A self-professed "fact-finder," Wertham visits Fish's adult daughter Gertrude; he treats her with such chilly condescension that she almost closes up. Before Gertrude tosses him out, Wertham manages to elicit from her one disturbing detail about her father: his habit of sticking needles inside his groin.
Wertham quickly realizes that medical literature has seen nothing like Fish. He abandons the prosecution and becomes allied with Fish's defense attorney, Dempsey. To establish Fish’s insanity, Wertham must make himself vulnerable so that Fish trusts him with the true horror of his criminal history.
Wertham develops an unsettling bond with Fish, who reveals grisly details of how he killed Grace Budd that were never publicly divulged. Fish also tells Wertham that Grace was not his only victim, that his compulsions drove him to abuse and murder countless children for years. Wertham leaves that interview and gets sick on the street. It’s the lowest point in his character arc, and it shows how far he’s come from treating Fish as a topic for a paper.
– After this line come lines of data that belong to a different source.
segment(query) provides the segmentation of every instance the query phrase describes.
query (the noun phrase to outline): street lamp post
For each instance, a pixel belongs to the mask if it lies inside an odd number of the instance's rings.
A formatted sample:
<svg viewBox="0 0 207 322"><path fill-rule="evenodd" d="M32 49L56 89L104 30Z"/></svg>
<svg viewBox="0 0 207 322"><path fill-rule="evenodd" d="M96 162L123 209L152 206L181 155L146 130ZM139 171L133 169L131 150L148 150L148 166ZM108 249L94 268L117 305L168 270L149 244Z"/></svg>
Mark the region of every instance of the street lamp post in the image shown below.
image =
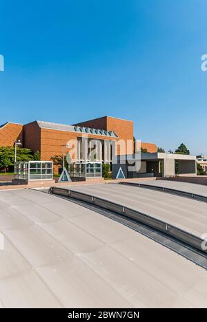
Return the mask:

At trial, Wertham is pitted against the boss he loathes at Bellevue, Dr. Gregory, who emerges as a star witness for the prosecution. Dr. Gregory himself had signed Fish's discharge papers, declaring him sane when he was sent for observation for an unrelated crime years before. In his testimony, Wertham argues that Bellevue's negligence in its superficial examination of Fish cost lives.
The jury finds Fish sane. The automatic sentence is death. Wertham carries his crusade to keep Fish alive in an appeal to the governor of New York. “To execute a sick man is like burning witches,” he contends.
Ultimately, Fish dies in the electric chair. Wertham loses...
... and yet...
Dr. Gregory is fired. Wertham takes his place as director.
He has a promotion, a new executive office – and empathy. This is evident when Gertrude, Fish’s daughter, visits him a few years after the trial. Dirt poor, jobless, and a single mother, she asks Wertham if he can find her work. He agrees. Of her father, Wertham tells Gertrude: “Your father had an illness. The illness itself was no disgrace. But how it was handled was.”